My check-out went great. Gabby is one of the most thorough CFIs I’ve ever flown with. She ran me through my paces like a pro. Slow flight, power-off stall, power-on stall, steep turns, hood work, and even an emergency descent due to a simulated wing fire. Pattern work included landings that simulated short field, soft field, as well as a no flap landing. She simulated an engine out. And we did a variety of takeoff scenarios as well.
She didn’t sleep-walk through the check out because we know each other, or because I was checking out in a docile airplane that she knew I could handle. She did her job like a true pro, impressing the heck out of me in the process.
And yet she tells me people sometimes ask her, “Why don’t you just become a stewardess?” They apparently think her interest in aviation is rooted in a desire to marry a pilot, not because she actually loves to fly.
Genesah and Gabby both tell me things are getting a bit better for women in aviation.
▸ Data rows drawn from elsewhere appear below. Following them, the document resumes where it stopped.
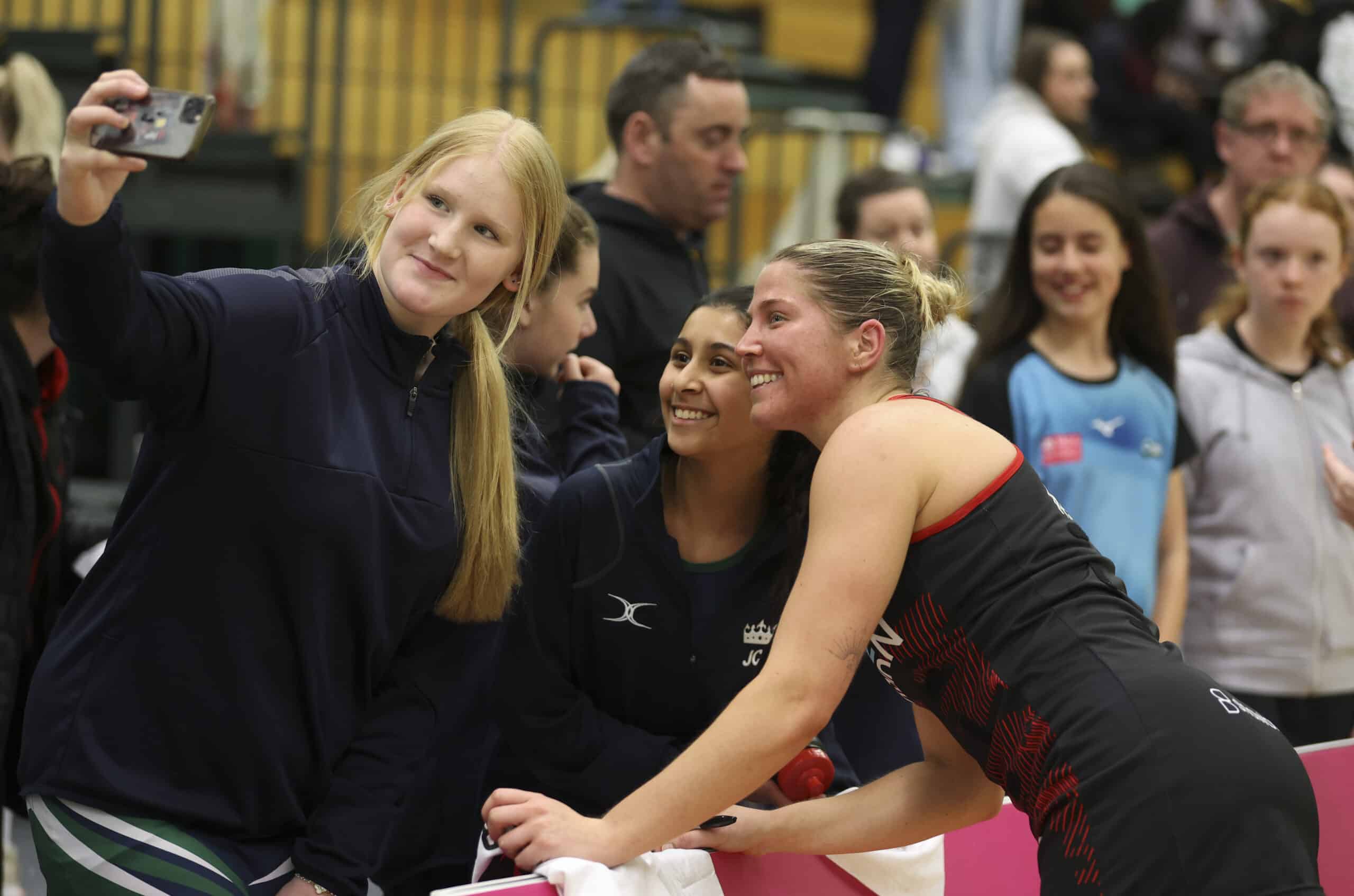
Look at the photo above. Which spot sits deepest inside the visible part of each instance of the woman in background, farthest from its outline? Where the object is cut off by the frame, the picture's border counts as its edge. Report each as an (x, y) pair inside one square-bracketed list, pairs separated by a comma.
[(1269, 393), (1075, 364)]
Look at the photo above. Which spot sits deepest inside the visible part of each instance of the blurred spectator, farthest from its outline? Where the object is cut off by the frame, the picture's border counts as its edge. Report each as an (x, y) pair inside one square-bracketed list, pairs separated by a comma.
[(1337, 175), (895, 25), (977, 57), (541, 352), (886, 206), (1318, 35), (1216, 41), (1273, 122), (1073, 16), (237, 61), (1266, 389), (676, 114), (1075, 364), (1031, 127), (33, 117), (37, 544), (1143, 108)]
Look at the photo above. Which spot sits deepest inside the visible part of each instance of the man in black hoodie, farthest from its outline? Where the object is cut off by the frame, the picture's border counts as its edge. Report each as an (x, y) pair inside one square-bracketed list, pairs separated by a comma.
[(676, 115)]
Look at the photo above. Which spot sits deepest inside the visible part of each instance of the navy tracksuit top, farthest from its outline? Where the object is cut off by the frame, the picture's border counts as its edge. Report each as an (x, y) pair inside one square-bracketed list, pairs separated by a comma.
[(257, 655), (603, 682)]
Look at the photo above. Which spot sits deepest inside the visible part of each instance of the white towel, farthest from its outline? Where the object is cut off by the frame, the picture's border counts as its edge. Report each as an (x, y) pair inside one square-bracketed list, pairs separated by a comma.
[(668, 873), (908, 871)]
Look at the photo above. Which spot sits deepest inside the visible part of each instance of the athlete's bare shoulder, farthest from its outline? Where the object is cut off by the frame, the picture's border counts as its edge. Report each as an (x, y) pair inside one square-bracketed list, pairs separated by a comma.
[(947, 455)]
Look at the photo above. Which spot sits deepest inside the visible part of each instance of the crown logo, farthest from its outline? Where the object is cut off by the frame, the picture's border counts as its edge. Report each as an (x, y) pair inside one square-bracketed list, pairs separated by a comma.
[(758, 634)]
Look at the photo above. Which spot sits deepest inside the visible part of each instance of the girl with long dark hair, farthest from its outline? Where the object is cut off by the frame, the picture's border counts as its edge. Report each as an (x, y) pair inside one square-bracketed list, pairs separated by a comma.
[(1075, 364)]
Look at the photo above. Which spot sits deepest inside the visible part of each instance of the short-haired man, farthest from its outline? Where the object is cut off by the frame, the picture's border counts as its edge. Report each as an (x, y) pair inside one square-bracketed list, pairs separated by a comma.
[(1273, 122), (676, 114)]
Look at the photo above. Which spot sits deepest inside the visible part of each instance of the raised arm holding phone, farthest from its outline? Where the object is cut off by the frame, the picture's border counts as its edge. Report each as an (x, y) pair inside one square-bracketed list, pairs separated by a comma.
[(240, 692)]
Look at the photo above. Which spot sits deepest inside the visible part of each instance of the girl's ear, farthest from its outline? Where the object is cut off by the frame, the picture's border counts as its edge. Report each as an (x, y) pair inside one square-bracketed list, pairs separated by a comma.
[(396, 197)]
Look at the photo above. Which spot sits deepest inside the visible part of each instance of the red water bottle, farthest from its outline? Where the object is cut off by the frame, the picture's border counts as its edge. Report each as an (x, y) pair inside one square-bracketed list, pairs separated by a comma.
[(809, 774)]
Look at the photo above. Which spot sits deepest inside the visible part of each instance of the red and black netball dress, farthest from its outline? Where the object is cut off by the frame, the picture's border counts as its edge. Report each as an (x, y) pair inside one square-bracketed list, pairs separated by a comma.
[(1139, 774)]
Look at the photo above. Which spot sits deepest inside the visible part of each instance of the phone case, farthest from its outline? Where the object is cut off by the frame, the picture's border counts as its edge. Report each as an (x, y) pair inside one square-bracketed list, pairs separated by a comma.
[(164, 125)]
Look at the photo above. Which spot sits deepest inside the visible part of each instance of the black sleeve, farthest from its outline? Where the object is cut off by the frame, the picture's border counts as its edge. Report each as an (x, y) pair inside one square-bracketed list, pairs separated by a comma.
[(151, 336), (987, 400), (15, 554), (443, 670), (577, 753), (1185, 446), (611, 310), (589, 427)]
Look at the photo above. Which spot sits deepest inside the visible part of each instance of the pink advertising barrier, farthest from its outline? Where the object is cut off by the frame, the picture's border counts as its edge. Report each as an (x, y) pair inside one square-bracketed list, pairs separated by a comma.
[(999, 856), (1331, 769)]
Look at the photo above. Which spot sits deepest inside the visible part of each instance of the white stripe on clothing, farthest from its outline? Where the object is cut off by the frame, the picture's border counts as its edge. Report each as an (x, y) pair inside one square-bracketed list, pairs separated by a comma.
[(71, 845)]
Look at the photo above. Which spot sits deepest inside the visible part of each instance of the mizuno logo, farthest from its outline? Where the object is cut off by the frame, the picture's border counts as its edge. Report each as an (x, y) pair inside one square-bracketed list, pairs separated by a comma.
[(629, 612), (1108, 427)]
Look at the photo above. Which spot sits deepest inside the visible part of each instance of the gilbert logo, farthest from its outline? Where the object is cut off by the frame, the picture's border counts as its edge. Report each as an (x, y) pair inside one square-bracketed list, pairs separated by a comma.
[(758, 634), (627, 612)]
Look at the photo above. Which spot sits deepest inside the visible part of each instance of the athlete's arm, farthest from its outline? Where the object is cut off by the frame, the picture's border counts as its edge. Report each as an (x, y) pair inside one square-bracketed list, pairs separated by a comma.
[(941, 793), (863, 505), (1173, 562)]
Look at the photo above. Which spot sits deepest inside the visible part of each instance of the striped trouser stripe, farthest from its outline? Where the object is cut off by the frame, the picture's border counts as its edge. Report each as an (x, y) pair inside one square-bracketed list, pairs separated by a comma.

“They’re not as rude,” says Gabby of the people and the comments she encounters.
They’re still disparaging, unfortunately, but not as much as they once were.
I’d like to think the rest of us could do better than that.
“Aviation is a 100% viable career for a woman,” Genesah explained to me. “But it’s only going to get better if we keep promoting it.”
I can commit to that. One of aviation’s great appeals to me has always been that it’s a meritocracy. If you can do it, do it. Considering we’ve intentionally or unintentionally excluded a slew of talented, capable, enthusiastic potential pilots in the past — and that most of us would like to see the pilot population grow — I say we welcome women with open doors, high-quality service, and a real dedication to helping them achieve the dream of becoming a pilot.
If you’re very lucky, you might get to fly with pilots as qualified and accomplished as my friends Genesah and Gabby. I certainly hope so. I’ll continue to do it every chance I get.